Hoy probamos una de sus variantes más civilizadas denominada 350 Blue-Tec, que suaviza el consumo de combustible y el comportamiento del coche en carretera.

Y es que, esta bestia pesa nada menos que 2.570 kilos, mide 4,7 metros de longitud y casi dos de alto, lo que da una idea del monstruo que tenemos que conducir.

Su carrocería conserva unas líneas muy rectas que incluye detalles de protección como la rejilla de los faros, funda metálica y cerrada para la rueda de repuesto y un estribo lateral para acceder al interior. Además, las bisagras de las puertas están a la vista.

En el habitáculo se respira la atmósfera típica de Mercedes. El volante tiene inserciones de madera, controles para el sonido y una pantalla central similar a las que incorporan los nuevos Clase A y C preside la consola.

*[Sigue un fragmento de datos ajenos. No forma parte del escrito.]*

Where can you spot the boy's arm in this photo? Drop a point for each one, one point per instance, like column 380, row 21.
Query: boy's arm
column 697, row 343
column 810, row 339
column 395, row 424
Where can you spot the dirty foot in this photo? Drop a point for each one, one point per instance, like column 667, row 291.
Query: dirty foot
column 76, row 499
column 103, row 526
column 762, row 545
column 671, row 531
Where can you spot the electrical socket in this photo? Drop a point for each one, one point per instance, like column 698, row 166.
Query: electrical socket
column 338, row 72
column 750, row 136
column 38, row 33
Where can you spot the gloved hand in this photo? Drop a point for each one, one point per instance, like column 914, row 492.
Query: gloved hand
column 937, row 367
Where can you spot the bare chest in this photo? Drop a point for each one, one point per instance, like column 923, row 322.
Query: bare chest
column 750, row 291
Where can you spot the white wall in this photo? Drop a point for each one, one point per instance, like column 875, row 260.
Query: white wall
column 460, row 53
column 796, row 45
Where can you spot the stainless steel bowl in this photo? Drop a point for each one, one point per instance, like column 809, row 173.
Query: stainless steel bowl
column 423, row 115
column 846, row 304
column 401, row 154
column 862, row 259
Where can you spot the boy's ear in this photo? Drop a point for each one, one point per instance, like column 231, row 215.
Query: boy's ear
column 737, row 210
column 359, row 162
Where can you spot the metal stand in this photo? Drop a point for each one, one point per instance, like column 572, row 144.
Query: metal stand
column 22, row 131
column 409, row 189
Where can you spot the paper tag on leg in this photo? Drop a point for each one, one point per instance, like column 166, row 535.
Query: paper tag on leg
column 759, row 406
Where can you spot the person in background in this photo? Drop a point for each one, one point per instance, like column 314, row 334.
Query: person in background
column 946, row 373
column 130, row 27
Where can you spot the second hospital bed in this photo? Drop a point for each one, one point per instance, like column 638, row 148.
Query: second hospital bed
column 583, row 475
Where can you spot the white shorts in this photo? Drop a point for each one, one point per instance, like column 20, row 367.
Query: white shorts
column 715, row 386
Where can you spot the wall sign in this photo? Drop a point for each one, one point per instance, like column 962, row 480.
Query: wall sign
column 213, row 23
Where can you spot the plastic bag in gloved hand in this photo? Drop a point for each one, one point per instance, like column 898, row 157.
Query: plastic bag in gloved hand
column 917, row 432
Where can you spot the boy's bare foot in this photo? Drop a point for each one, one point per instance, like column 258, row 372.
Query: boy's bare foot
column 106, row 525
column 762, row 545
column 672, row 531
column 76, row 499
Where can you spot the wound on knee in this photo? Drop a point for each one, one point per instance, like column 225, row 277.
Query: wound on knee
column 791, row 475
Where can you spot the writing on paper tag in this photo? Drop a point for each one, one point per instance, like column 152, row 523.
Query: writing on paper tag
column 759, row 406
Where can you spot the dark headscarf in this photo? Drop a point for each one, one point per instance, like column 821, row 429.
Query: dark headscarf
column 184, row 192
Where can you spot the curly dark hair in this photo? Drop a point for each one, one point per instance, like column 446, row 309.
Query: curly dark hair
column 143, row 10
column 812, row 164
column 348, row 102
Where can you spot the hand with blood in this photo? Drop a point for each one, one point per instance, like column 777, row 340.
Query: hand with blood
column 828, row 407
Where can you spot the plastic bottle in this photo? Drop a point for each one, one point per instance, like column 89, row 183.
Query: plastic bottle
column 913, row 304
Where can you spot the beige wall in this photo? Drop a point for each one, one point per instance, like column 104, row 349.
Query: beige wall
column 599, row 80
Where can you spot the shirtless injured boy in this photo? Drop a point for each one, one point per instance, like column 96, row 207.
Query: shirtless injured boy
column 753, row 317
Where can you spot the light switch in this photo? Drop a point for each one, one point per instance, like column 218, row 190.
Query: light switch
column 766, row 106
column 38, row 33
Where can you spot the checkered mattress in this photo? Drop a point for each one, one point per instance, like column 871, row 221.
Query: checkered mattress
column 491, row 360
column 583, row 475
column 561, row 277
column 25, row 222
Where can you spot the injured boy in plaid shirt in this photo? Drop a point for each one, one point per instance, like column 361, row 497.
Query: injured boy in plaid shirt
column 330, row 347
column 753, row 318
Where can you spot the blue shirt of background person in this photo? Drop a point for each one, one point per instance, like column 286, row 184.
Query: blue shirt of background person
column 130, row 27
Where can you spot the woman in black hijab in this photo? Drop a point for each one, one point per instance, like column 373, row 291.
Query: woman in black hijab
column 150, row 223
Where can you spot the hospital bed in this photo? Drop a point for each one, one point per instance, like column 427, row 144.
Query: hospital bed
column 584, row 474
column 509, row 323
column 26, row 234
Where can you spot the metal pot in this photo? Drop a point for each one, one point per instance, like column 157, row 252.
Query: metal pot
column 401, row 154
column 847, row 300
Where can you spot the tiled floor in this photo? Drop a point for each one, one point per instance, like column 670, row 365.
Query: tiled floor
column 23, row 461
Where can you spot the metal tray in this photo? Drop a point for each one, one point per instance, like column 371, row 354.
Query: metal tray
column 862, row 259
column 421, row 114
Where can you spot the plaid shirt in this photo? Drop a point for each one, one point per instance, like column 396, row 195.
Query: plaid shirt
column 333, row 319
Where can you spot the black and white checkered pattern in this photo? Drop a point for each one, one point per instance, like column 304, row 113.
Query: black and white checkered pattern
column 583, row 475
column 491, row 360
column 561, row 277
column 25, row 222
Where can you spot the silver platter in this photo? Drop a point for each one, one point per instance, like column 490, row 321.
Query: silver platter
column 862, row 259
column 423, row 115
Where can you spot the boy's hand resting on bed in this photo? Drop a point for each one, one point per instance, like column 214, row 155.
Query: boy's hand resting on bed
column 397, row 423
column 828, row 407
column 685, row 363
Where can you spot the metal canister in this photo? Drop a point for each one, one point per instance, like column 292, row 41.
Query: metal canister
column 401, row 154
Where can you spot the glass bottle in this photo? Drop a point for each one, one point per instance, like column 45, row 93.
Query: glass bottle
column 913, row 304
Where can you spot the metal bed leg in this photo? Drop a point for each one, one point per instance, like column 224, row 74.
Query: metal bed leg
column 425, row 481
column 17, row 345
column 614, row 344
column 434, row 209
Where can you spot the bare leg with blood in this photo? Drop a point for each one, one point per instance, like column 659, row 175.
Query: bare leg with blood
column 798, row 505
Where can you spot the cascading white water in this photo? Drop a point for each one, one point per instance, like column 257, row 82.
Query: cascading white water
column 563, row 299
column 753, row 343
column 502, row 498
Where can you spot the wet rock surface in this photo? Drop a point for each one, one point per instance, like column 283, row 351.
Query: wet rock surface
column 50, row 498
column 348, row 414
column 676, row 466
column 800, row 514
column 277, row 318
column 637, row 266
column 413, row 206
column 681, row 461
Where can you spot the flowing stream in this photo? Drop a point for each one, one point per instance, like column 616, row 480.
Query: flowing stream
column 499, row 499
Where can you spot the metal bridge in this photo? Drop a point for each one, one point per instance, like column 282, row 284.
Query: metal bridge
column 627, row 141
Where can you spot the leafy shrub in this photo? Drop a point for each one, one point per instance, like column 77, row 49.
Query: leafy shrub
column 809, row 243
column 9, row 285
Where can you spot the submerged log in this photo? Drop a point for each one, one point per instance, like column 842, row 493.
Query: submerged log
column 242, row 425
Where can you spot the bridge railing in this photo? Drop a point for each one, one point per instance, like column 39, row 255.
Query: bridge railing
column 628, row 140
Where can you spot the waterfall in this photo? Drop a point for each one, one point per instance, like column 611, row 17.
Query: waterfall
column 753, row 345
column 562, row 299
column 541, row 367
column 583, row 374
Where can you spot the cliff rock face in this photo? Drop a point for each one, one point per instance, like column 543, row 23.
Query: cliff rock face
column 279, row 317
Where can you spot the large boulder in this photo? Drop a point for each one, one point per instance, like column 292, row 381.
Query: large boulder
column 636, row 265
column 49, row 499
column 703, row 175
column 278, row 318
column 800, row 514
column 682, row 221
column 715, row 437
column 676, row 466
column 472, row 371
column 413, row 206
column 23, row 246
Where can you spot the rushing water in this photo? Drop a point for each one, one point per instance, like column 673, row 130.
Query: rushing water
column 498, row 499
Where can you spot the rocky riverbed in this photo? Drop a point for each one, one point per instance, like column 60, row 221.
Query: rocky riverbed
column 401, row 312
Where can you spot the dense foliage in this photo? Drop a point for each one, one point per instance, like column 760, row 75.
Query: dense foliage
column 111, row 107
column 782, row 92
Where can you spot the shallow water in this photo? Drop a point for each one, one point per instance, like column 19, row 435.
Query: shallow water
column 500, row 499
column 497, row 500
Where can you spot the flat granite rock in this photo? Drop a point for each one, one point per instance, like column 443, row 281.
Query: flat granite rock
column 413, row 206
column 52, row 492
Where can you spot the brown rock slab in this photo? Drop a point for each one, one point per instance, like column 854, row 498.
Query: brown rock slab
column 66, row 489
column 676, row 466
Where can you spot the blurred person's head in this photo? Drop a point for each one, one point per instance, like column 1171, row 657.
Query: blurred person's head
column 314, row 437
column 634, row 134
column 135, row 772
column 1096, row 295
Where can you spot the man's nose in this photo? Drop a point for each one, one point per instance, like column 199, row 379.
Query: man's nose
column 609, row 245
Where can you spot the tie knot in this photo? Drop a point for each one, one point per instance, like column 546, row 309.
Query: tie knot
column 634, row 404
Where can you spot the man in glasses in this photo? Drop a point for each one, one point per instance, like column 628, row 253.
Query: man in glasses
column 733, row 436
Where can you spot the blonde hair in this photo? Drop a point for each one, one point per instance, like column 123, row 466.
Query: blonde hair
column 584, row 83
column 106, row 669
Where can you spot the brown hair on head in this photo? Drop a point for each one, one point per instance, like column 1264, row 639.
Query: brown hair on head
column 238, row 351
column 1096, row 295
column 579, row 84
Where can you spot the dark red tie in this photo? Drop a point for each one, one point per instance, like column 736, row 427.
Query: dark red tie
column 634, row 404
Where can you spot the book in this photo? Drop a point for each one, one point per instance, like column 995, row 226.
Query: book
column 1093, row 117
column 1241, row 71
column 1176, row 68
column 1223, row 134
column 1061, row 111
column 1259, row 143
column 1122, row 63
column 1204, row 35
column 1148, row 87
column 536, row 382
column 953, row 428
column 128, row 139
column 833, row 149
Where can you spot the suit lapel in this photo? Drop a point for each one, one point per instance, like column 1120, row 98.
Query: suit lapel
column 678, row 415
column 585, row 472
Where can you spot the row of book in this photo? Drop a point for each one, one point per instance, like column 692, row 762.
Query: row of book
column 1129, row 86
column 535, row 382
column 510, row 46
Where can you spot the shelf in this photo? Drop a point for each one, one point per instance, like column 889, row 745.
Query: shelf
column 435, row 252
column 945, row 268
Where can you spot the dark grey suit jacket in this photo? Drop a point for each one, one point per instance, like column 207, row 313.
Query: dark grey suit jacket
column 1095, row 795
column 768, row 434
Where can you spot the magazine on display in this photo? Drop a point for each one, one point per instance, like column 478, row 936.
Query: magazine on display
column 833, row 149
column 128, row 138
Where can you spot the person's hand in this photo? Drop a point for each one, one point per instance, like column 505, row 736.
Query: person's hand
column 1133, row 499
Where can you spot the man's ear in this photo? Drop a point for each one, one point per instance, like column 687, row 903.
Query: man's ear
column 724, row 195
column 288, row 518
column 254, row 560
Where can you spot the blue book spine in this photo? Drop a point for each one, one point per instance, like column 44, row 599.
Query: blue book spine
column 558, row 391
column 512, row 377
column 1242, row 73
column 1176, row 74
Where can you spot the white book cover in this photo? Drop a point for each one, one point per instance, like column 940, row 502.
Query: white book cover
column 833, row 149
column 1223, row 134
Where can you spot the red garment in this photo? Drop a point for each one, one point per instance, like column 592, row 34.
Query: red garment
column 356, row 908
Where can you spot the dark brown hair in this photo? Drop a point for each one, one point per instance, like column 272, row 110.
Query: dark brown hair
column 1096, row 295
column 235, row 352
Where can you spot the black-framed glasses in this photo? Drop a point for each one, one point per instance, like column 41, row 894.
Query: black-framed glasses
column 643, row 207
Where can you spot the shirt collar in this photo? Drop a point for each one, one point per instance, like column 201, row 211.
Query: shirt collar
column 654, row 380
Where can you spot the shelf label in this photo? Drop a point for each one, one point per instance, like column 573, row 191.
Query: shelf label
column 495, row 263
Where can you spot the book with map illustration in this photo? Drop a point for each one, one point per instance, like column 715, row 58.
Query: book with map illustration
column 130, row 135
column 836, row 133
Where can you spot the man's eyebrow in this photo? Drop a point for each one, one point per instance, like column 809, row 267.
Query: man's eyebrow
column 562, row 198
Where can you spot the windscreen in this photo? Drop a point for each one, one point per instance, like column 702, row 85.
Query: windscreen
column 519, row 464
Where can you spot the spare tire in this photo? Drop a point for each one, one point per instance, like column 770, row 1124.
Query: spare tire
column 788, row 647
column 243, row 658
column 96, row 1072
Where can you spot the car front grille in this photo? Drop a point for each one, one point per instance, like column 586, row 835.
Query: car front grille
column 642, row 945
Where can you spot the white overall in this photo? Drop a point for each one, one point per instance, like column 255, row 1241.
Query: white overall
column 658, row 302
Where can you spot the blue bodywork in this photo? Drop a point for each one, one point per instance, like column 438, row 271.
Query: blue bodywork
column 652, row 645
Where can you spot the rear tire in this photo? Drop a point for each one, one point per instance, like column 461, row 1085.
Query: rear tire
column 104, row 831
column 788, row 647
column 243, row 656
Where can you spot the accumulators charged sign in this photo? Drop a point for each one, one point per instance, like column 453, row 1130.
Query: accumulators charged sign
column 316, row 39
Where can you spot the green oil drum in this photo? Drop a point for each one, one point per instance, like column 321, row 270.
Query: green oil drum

Además, detalles como el cuadro de instrumentos idéntico al de sus hermanos de gama, el asidero del copiloto para sujetarse cuando el equilibrio sea difícil y el freno de mano es convencional, refuerzan su estilo clásico.

Pero pasemos a la acción. El G-350 Blue-Tec monta un propulsor diésel de 3 litros que rinde 211 CV de potencia, emplea un cambio automático G-Tronic de 7 velocidades y firma un gasto medio de gasoil de 11,2 litros. Eso sí, el depósito de combustible tiene una capacidad de 96 litros. Llenarlo tiene un coste de unos 125 euros.

Hasta aquí los detalles técnicos, pero os preguntareis ¿cómo se comporta este vehículo? La respuesta es sencilla: sobre asfalto cumple sobradamente con las expectativas aunque si se circula por una carretera repleta de curvas, se aprecian ligeros balanceos de la carrocería. Una sensación que desaparece por completo en el campo. Terreno en el que el Clase G es una auténtica bestia y lo mismo le da rodar rápido por pistas que atreverse con las zonas de piedras más complicada.

Así es el Clase G 350 Bluetec. Un coche duro, robusto y con un enfoque off road impresionante que no renuncia al asfalto. Un modelo que está a la venta en España por 100.000 euros.